Everyone comments on how great my attitude and positivity has been these last few months...it's not really something I have to work for, it just makes sense. The only way to make this situation even more miserable would be to focus only on the negative aspects. That being said, today was a hard day. I was having a major pity party (it was more than just a dip in the pity pool and I definitely would've shriveled up.) I always get emotional when I have to pack up and head back to Philly. I'm excited to continue getting stronger, but I just want to be better and be home. I'm feeling very tired of being sick...like Dusty said when I had the stomach bug, I "just can't catch a break." This way of thinking is very unlike me, but I've been praying about it and know that it's normal to have these moments, I just need to wake up tomorrow feeling determined and cheerful again.

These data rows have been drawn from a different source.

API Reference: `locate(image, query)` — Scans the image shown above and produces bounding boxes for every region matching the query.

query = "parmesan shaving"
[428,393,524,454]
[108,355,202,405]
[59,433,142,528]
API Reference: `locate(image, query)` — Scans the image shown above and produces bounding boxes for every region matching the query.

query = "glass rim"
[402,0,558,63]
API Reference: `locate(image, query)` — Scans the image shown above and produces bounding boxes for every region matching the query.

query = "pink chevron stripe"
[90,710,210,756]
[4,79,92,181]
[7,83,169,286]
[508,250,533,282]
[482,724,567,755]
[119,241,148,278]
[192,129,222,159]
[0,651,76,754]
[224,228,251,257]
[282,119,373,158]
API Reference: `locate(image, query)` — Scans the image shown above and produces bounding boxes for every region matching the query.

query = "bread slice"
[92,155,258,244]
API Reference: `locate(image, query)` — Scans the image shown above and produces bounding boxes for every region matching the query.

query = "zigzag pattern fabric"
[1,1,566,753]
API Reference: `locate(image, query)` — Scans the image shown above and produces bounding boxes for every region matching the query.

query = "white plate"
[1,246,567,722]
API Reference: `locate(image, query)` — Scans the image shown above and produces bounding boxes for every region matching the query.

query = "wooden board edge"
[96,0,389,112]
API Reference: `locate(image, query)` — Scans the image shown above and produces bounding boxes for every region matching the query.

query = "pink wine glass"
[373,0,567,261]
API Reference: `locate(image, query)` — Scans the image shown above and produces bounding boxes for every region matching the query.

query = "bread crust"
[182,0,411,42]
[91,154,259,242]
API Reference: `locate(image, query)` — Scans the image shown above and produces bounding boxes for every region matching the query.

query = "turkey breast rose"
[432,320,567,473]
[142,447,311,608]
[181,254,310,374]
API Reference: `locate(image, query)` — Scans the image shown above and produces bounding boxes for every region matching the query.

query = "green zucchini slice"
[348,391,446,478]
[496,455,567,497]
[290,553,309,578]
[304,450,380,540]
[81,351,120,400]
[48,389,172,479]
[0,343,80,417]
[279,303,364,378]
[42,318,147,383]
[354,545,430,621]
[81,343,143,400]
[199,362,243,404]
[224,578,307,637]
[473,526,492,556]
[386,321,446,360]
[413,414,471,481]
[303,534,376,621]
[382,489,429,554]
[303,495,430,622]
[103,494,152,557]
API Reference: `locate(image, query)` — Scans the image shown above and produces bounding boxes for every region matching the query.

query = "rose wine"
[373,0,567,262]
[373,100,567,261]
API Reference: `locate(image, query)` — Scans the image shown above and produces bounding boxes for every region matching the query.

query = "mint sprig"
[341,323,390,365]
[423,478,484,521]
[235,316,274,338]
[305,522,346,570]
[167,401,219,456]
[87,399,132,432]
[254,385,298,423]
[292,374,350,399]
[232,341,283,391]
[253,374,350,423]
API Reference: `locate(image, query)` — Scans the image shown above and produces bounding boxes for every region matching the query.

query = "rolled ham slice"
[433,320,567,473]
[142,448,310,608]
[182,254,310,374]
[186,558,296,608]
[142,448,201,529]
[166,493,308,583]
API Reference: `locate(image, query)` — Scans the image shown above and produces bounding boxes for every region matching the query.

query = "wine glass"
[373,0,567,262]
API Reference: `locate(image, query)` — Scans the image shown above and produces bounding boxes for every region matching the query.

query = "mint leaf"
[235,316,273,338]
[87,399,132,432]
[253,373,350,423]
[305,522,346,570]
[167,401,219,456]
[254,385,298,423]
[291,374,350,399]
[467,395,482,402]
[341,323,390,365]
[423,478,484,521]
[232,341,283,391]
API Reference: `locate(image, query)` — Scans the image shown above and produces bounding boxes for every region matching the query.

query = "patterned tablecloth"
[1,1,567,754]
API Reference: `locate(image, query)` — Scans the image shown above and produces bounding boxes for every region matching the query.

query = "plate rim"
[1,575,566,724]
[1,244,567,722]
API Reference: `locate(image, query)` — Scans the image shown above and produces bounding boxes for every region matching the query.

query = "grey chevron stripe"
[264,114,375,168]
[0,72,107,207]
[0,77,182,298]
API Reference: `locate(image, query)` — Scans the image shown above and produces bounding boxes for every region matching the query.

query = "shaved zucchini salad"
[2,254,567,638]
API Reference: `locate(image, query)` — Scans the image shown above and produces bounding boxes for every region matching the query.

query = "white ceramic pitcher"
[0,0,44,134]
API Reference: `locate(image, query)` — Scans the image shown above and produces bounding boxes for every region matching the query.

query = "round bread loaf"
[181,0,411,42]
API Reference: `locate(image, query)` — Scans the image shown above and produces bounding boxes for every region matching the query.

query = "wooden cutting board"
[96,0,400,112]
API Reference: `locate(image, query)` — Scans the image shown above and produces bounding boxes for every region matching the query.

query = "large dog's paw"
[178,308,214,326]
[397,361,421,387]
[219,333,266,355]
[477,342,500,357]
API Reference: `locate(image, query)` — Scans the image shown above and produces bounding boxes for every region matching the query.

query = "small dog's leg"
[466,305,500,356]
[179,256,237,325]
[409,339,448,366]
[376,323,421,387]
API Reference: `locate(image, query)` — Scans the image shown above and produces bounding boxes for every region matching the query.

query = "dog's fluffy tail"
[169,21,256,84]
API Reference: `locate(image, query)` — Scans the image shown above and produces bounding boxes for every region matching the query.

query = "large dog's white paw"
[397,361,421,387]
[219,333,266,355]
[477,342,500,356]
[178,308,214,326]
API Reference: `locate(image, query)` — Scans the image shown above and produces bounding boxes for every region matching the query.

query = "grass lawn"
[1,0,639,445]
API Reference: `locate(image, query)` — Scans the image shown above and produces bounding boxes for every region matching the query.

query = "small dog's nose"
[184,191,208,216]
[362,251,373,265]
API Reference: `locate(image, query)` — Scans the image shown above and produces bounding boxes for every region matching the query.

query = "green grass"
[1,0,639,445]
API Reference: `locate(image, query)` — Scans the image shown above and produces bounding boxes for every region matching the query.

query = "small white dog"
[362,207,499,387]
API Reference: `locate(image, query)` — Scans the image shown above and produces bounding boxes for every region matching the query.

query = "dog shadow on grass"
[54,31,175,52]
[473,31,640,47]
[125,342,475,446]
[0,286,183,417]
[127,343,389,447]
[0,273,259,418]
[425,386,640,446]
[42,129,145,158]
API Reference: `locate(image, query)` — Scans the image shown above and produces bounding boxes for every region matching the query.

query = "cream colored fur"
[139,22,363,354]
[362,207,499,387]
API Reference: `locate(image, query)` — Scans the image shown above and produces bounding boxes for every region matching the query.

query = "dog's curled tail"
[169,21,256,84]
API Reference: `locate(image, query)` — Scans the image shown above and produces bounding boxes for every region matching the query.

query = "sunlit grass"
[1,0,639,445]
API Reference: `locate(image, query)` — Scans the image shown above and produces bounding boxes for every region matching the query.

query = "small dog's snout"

Dad and I listened to Sirius xm radio- "the message" Christian station the whole way to Philly this evening and the songs were so perfect. One of my favorite Casting Crowns songs came on and these lyrics really stood out:
"Every tear I cry, you hold in your hand. You've never left my side, and though my heart is torn, I will praise you in this storm"
Although I feel broken at times, God is still by my side and I'll still praise Him. He's still blessing me during this storm. I've turned a lot to music recently..I've found comfort in the lyrics of many Christian songs, especially Casting Crowns "just be held." And more than a couple people have told me that Rachel Platten's "fight song" is my song. I was looking online for more of Rachel Platten's songs today and found one called "Stand by you." Naturally, it made me think of Dusty.
https://m.youtube.com/watch?v=-urmcz2RSwI
He's constantly saying how "we" can make it through and that I'm not alone. The song says "even if we can't find heaven, I'll walk through hell with you." One day we'll find heaven, but it has definitely felt like we've been through hell. It also says "if your wings are broken, borrow mine til yours can open." It reminds me of how many times he's said he wished he could go through this for me. I wouldn't want that for anyone, especially him, but at least I know I'm not alone. It sounds cheesy, but it's like until my legs are working again, he's carrying me through. God is consistently by my side, Dusty keeps reminding me that he'll never leave me, and my family has shown me nothing but unconditional love.
This has been quite a wild ride so far, but I pray that I'll wake up tomorrow morning refreshed and focused on all my blessings. I know I'm being "transformed" and although I don't like God's pace right now, I know the ending is going to be greater than I can imagine.